My only sister’s first child arrived, and I didn’t know what to do. He was small and angry and a boy. I perched on a chair in the hospital room and accidentally held him so tightly that he went “awk!” and then gave him a onesie that was far too big for his first Opening Day. He wore it a year later.
My nephew was a toddler, and I didn’t know what to do. He didn’t see me enough to remember who I was from visit to visit from Florida, so I put on the only jacket I owned and took him in his backyard and tossed him a ball while he waved a giant plastic bat. His follow-through was terrible but so were my splitters. Nobody cared.
My nephew was in grade school, and I didn’t know what to do. He stood in the outfield of his grade school ballfield, crouching down with his glove out whenever an opposing batter stood in the box. An opposing batter stood in the box a lot. It took the entire inning to get whoever was catching into the gear. It was near June and this was the first time I’d seen him play this season. I had a husband by now, and turned to him.
“Let’s move home,” I said.
My nephew was in middle school, and I didn’t know what to do. He had never seen a championship team in his lifetime, so I took him to Redsfest to see mine. He dashed back and forth between autograph lines, carefully sliding ticket stubs and baseball cards from the plastic sheets of a binder, eating pizza balanced on one foot. There’s one slot open for his own. “This is important, Aunt Beth,” he says, pointing to the schedule of appearances.
“Very,” I said.
My nephew was in junior high, and I didn’t know what to do. His two younger brothers were with us at Great American Ball Park. One was crying and other one was confused. I handed one to his uncle and took the hand of the other, realizing, not for the first time, that more children than adults was a party invitation to disaster. The eldest’s peanut allergy meant that I was constantly glancing around as though the row of seats were a mine field. I kept shooting glances at him in the seat next to me to make sure he was 1) entertained 2) still alive.

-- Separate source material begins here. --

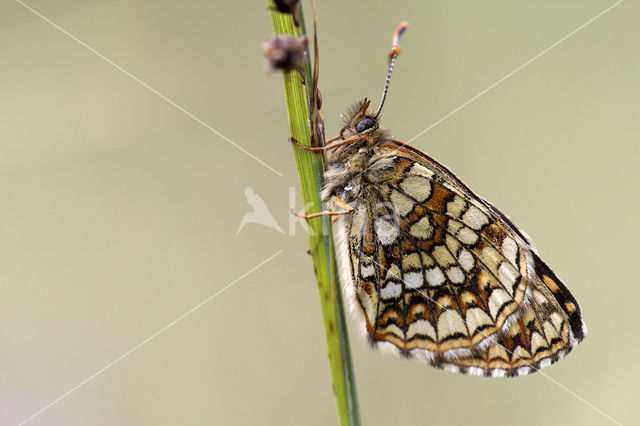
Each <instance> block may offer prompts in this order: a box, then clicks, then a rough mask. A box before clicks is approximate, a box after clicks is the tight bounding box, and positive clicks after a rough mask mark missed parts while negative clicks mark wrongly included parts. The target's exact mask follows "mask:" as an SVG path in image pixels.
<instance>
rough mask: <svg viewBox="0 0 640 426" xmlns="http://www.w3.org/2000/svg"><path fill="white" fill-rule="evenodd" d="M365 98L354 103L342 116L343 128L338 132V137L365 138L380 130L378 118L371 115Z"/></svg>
mask: <svg viewBox="0 0 640 426" xmlns="http://www.w3.org/2000/svg"><path fill="white" fill-rule="evenodd" d="M370 104H371V101H370V100H368V99H367V98H365V99H363V100H361V101H360V102H358V103H356V104H355V105H354V106H353V107H351V109H350V110H349V111H348V112H347V114H346V115H345V116H344V117H345V120H344V126H343V127H342V130H340V136H341V137H342V138H343V139H345V138H348V137H351V136H356V135H360V136H367V135H371V134H373V133H374V132H375V131H376V130H378V129H379V128H380V126H379V122H378V117H376V116H375V115H373V114H371V111H369V105H370Z"/></svg>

“It’s okay, Aunt Beth,” he said. “I’m just sitting here watching baseball.”
My nephew was in high school, and I didn’t know what to do. His baseball career ended a month ago. I sat on the concrete step of a football stadium, watching two clumps of teenage boys wave sticks with a net on the end. I had no idea what was happening. I registered nothing beyond my cold butt and the sight of my godson standing with his teammates on the sideline, a number on his back and the name of his high school in the end zone. I watched the baseball team filter back from practice past the field. He didn’t even turn around. He was laughing with his teammates.
The coach sent him in.
“He has the ball, he has the ball,” my sister said, rising from her seat, and I knew what to do.
“I AM PROUD OF YOU,” I yelled.
On the way home, we listened to the Reds game on the radio.